Shannon logged into PluggedIn as “Anita” for the last time. She copied and pasted the list of Anita’s connections into an MS Word document where the name, eight-digit PluggedIn ID, Job Title and “company” were placed business-card format so she could cut them into cards to sort at her leisure.
Then she crafted a short message to post on PluggedIn
There may be a delay in my coming to America.
My father recently experienced some losses in his businesses.
Anita and Heller spent the evening picking thirty names out of the now over-two-hundred names.
Shaquila Washington the HR person with Shannon's Credit Union and Ce’Diff were the first two names they put into the pile to seed the name-search.
Then, after talking it over with Heller, she sorted the cards into piles based on industry. In many cases it was just an educated guess as the company names were ambiguous.
- Government/public service
Heller sorted through the titles and culled out the ones he thought were “go-fers”. Then Shannon went through them again and did the same. They were not fishing for flunkies and menials.
Shannon raked through the pile and sorted out the ones that had left her with a major “ick” feeling. She could not define it to Heller. It was an intuition thing.
Shannon rough sorted each pile that was based on industry from “most important” to “middle management” to “least important but being rapidly promoted”.
The final thing they did was to pick one candidate from “most important” in each industry, two from “middle-management” and one from the “least important” level.
A few adjustments were made to bring the total to thirty which was the minimum number that Garth had recommended.
Shannon typed the data into a spreadsheet for Garth. Shannon was a near-world-class keyboard-entry operator. She was so good, and so error free that she could type as quickly as most people can read.
She double-checked her entries as she had been trained.
Then she sent the list to Garth who had agreed to submit the list and pay via his crypto account.
Two hours later, Garth mailed back the results.
PluggedIn had subcontracted the analysis to Gzilla.com which was managed the email and messaging side of their business. Gzilla.com was THE major player in that market. Even if the clients were not using PluggedIn email, there was a very, very good chance that the provider they used was actually Gzilla.com.
Based on the radio-buttons Garth had selected, Gzilla threw a wide net. It surveyed the emails sent-and-received by the thirty parties over the last two months. It “expanded” the set to five-hundred people and then did the nonubiquitous-keyword-string-tracking. It then converted that data to numerical matrices and the AI module selected the Lanczos algorithm to analyze the matrices. The numbers were converted back to names, ids and relationships and the top one-hundred “players” were sent back to PluggedIn.

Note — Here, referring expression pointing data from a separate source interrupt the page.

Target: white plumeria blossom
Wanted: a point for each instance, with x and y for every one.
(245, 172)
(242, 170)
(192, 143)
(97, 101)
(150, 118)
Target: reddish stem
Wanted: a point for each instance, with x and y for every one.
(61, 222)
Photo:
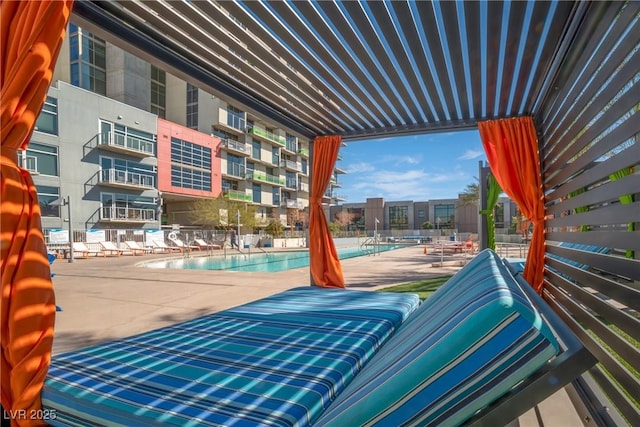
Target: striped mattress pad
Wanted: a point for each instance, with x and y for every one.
(277, 361)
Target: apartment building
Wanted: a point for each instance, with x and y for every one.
(444, 214)
(160, 139)
(99, 155)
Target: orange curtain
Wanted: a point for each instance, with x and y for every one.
(511, 146)
(326, 270)
(31, 35)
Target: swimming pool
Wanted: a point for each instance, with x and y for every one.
(257, 261)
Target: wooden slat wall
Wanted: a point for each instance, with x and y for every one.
(589, 130)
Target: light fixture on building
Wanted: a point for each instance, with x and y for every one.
(66, 201)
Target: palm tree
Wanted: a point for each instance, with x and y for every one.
(471, 194)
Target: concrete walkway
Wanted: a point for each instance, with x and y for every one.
(113, 297)
(108, 298)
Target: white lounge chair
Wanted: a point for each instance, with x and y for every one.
(206, 246)
(84, 251)
(109, 248)
(179, 243)
(160, 246)
(136, 249)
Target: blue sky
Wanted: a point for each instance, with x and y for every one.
(416, 167)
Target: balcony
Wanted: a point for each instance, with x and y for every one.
(29, 163)
(127, 214)
(231, 121)
(291, 165)
(291, 184)
(264, 177)
(126, 179)
(235, 146)
(235, 170)
(240, 196)
(269, 136)
(339, 170)
(126, 144)
(292, 204)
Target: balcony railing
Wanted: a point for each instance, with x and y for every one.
(236, 169)
(126, 178)
(292, 204)
(127, 214)
(236, 122)
(267, 135)
(127, 143)
(29, 163)
(238, 195)
(264, 177)
(234, 145)
(291, 183)
(290, 165)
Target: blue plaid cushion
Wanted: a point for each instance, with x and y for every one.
(466, 346)
(280, 361)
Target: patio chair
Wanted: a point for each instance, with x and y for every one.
(206, 246)
(179, 243)
(81, 250)
(110, 248)
(136, 249)
(161, 247)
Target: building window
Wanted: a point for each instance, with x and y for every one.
(192, 106)
(235, 165)
(235, 118)
(41, 159)
(46, 195)
(127, 137)
(444, 216)
(191, 165)
(190, 178)
(87, 60)
(257, 193)
(127, 207)
(255, 153)
(158, 92)
(127, 172)
(291, 180)
(48, 119)
(498, 215)
(399, 217)
(292, 143)
(229, 185)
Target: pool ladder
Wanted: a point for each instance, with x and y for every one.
(370, 242)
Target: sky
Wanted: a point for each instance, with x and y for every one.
(415, 167)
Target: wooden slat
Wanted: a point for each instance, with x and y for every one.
(604, 193)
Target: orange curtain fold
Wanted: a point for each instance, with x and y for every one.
(326, 269)
(31, 34)
(511, 146)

PluggedIn included a data-visualizer tool to the package and then forwarded it to Garth.
Shannon loaded the app and data on her lap-top using a phone-based hotspot. She and Heller dinked around with it a tiny bit but they could not make heads-or-tails of the results. There were twenty windows and each window displayed a bunch of dots that were connected by lines and constellation of dots pulsed like a heart.
It was late.
Both Heller and Shannon were tired.
Playing with the data could wait.
They had better things to do with the hours they had together.